Current Landscape: Key Players, Collaborations, and VC Deals

The current landscape of AI-driven drug discovery can be partitioned into 4 main groups (6). To reverse the emphasis, we refer to biotech companies that utilize an AI and Machine Learning (ML)-first approach to drug discovery as TechBio®  –a term coined by ARTIS Ventures (7).

  1. BioPharma
  2. Big Tech
  3. AI Driven TechBio
  4. Service Providers

The first two groups (in blue) are established companies, whereas the remaining two groups (in red) are relatively young players that provide specific platforms, technologies, and capabilities (8).

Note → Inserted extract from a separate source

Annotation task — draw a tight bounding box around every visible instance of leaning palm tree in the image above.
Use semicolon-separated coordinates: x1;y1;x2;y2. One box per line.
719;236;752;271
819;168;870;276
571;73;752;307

By the end of 2022 there were already more than 270 companies in the AI-driven drug discovery business (9). In this crowded space, the early movers of the AI-driven TechBio group are leading the pack in terms of the number of drugs under development. These pioneer companies have a significant advantage over newer players in this field. As of June 2022, Recursion Pharmaceuticals, SOM Biotech, HealX, InSilico, and Aria Pharmaceuticals had 82, 33, 26, 17, and 16 drugs in their pipelines, respectively (10). Despite the head start of established players, newer companies are carving their niche in the expansive landscape of AI-driven drug discovery, and even mine genomes and metabolomes to find molecules that are outside of the chemical space of clinical-stage drugs. Celeris Therapeutics is designing novel ML-enabled proximity-inducing compounds to degrade proteins, BigHat Biosciences focuses on AI-first antibody design, Enveda Biosciences and Brightseed are creating new medicines from plants through platforms that combine AI and metabolomics, Erebagen and Hexagon Bio mine genomes to discover new medicines, Persephone Biosciences explores microbial genomes to develop microbial therapeutics, and Abalone Bio uses ML to identify antibodies to control G-protein coupled receptors.

The increasing adoption of AI-based technology is reflected in the growth of the AI-first small molecule drug pipeline, which is projected to expand at an annual rate of approximately 40% (11). The proliferation of startups investing in AI's potential to improve the drug discovery process emphasizes the promises of this innovative technology in the pharmaceutical industry. In the figure below, we display a (non-exhaustive) list of key players by specific focus areas (12):

2022 Key Collaborations in AI Drug Discovery

High valuations, multiple deals, and significant capital raised have led to a number of novel partnerships (13):

Venture Capital Investments in AI Drug Discovery Startups

The COVID-19 pandemic has spurred a surge in Venture Capital (VC) investments in healthcare and biotechnologies, further solidifying its status as a highly sought-after sector for investment. AI-enabled biotechnology, in particular, continued to be attractive to investors for the first three quarters of 2022, especially in the United States. The aging population, talent shortages, and medical systems in need of modernization are expected to keep the interest of investors high for the foreseeable future (14). Supporting this prediction, venture funds raised nearly $22B to invest into healthcare companies, marking 2022 the second-largest fundraising year ever (15).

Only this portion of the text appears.